Khan aims to dominate division
Boxer says he wants to inspire Muslims by being undisputed super-lightweight champ.
Last Modified: 17 May 2010 09:27 GMT
Khan says he wants to give fellow Muslims something to cheer in the world of boxing [GALLO/GETTY]

Britain's WBA super lightweight champion Amir Khan made a smashing US debut at Madison Square Garden, pummelling local favourite Paulie Malignaggi before immediately switching his sights to becoming an Islamic figurehead in the sport.

Having stopped former champion Malignaggi in the 11th round on Saturday to retain his crown, Khan said he wanted to reign supreme in the 140-pound division and give Muslims something to cheer about in boxing.

"I have made my debut here, I know how it feels," said Khan, whose dismantling of New York's Malignaggi was his first bout outside of Britain.

"It's the best feeling fighting in America. It's a dream come true.

"I'd love to fight in Vegas now and have a big fight there."

Golden Boy Promotions chief Richard Schaefer said plans were to have Khan return home for a bout in July before coming back for another US fight in late autumn.

Game plan

Khan had a game plan in mind.

"I'd like to fight (Marcos) Maidana next," the 23-year-old Khan said about the hard-hitting Argentine.

"I want to get the Muslim community into boxing like I did in England where you see Asians, Chinese, Pakistanis come out to watch me. I want to do the same in the United States"

Amir Khan, WBA super-lightweight champion

"Let (Devon) Alexander fight Tim Bradley," he said of the Americans who hold the WBC, WBO and IBF titles.

"And the winners fight just to prove who's best in the division.

"I'm not leaving 140 pounds until I unify the title. Until I'm number one I'm not going to leave this division."

Khan outclassed the quick Malignaggi in front of 4,500 fight fans, beating the Brooklynite at his own game.

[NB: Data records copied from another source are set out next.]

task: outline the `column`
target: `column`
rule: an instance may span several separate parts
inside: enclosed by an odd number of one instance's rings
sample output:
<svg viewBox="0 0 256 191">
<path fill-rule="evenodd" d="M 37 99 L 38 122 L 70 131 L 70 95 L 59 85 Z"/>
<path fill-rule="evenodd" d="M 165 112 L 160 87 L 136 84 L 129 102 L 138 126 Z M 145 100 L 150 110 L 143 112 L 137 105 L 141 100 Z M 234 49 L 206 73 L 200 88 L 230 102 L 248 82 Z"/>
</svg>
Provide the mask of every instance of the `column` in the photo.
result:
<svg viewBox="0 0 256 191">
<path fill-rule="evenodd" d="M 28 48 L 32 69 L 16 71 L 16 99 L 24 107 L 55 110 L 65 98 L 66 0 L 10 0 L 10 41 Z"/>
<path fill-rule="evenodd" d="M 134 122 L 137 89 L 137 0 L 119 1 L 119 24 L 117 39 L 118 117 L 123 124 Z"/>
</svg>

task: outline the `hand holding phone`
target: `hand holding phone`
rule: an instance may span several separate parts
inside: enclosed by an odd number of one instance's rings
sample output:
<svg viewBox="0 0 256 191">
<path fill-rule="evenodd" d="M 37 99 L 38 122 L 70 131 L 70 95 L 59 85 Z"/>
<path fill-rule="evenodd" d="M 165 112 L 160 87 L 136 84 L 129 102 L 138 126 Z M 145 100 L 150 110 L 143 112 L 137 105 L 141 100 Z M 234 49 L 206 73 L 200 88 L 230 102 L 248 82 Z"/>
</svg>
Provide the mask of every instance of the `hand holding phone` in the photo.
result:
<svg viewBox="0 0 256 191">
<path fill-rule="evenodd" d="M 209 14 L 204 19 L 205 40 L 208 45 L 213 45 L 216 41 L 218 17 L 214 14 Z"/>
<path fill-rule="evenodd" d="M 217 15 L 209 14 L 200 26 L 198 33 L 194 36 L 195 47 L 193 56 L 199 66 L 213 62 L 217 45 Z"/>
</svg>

He used his speed to beat the challenger to the punch and his superior power helped him win every round of the judges' scorecards before the referee stepped in and halted the bout.

Khan overcame some hiccups in his preparation, including the relocation of his training camp to Vancouver after he had difficulty as a Briton of Pakistani descent securing a U.S. visa.

"I know a lot of the Pakistani people and Muslims get a bad name in the States with the bombings and terrorism and stuff but not all of us are like that," Khan said.

"I want to get the Muslim community into boxing like I did in England where you see Asians, Chinese, Pakistanis come out to watch me. I want to do the same in the United States.

"I think I've got the power to do that. I want to fill stadiums and arenas like I do in the UK."

Sky's the limit

Promoter Schaefer said the sky was the limit for Khan.

"They say that first impressions are always the most important," Schaefer told Reuters after Khan's title defence.

Tonight he did not just win a fight, he won an audience with the American public.

"With his charisma and personality he has an opportunity to become an ambassador for the sport and in a way unite people with his fists as odd as that might sound."